I would have rather been on a boat, charging up the Amazon River as a career missionary, headed towards one of the 4 Shuar villages that I know still does not know my Jesus. But instead, I was returning to a job I have always loved, yet this time felt no joy in the returning.

Let me explain:

When I finished Year #19 of teaching Bible in Christian schools, I had truly finished. In my mind, I was off to another adventure. I was not retiring. I was not finished teaching Bible, I was just finished doing it in that classroom. I love my students...."every stinkin one of them" (as they hear me say often). But my heart needed a change, and in all fairness to those students, they would need me changed as well. I couldn't return without using the same word I had started with every year...excited., and every student needs their teacher to begin the year with that word.

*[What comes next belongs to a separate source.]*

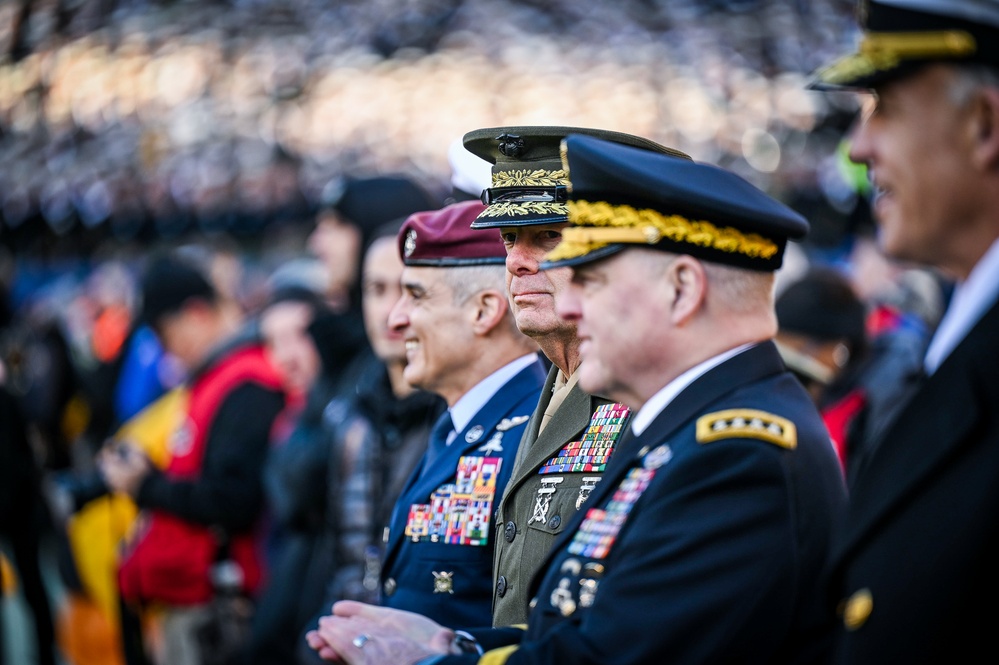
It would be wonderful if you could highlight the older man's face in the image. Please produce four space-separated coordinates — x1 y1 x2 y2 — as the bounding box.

So I prayed. And God's answer was another year of teaching Bible in that classroom (per the request of my husband, who-when he speaks-I listen). I would return in obedience, but I felt anything but excited about the returning.

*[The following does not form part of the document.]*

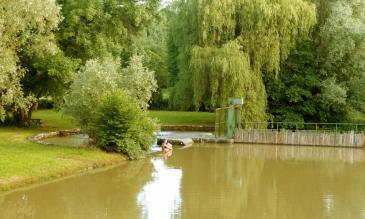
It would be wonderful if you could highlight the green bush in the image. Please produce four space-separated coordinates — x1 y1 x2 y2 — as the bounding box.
93 90 156 159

After two weeks of sitting with the understanding that I would in fact go back , I finally had peace, but the excited was still absent. I prayed for it, I longed for it, and I waited for it, but Day One and Two were void of it.

One morning, a few days before school began, I was reading Hebrews 12:2 when the Lord caused me to focus on the word joy. I realized that Jesus never waited on the word excited; He moved because of joy. In that moment, the Spirit told my heart that I could do the same. I bowed my head, and I promised to move in joy (not the happy, not the excited, but the joy that he Lord promises will be my strength).

And then, three days into this first week of school, one of my students approached me with tears (they were given a 5 minute brain break during our block class to go to the restroom when she approached me with sobs so deep I could barely understand her). She was under such conviction, and I had no idea why. I began searching through my words over the past hour, trying to find the ones that could have possibly led her to those tears, but I came up with nothing. And then I realized, it didn't matter. The Holy Spirit's conviction was from the words I had quoted from the Scriptures; words I was only using within the context of our lesson. They weren't my words (because OUR WORDS DO NOT CONVICT THE HEART). And the Spirit whispered softly into my ear, "It was for the joy, Stacy, and it was right in front of you all the time. You've been waiting for the excited , but just like Jesus, I'm asking you to move towards the joy".

You see, the most unexpected thing happened to me during my first week of school; a school year I had not anticipated being a part of. I was met with joy from a convicted heart who just needed someone to remind her of the Spirit's words. You're thinking that the heart I'm speaking of was my student's, but you would be wrong. It was mine.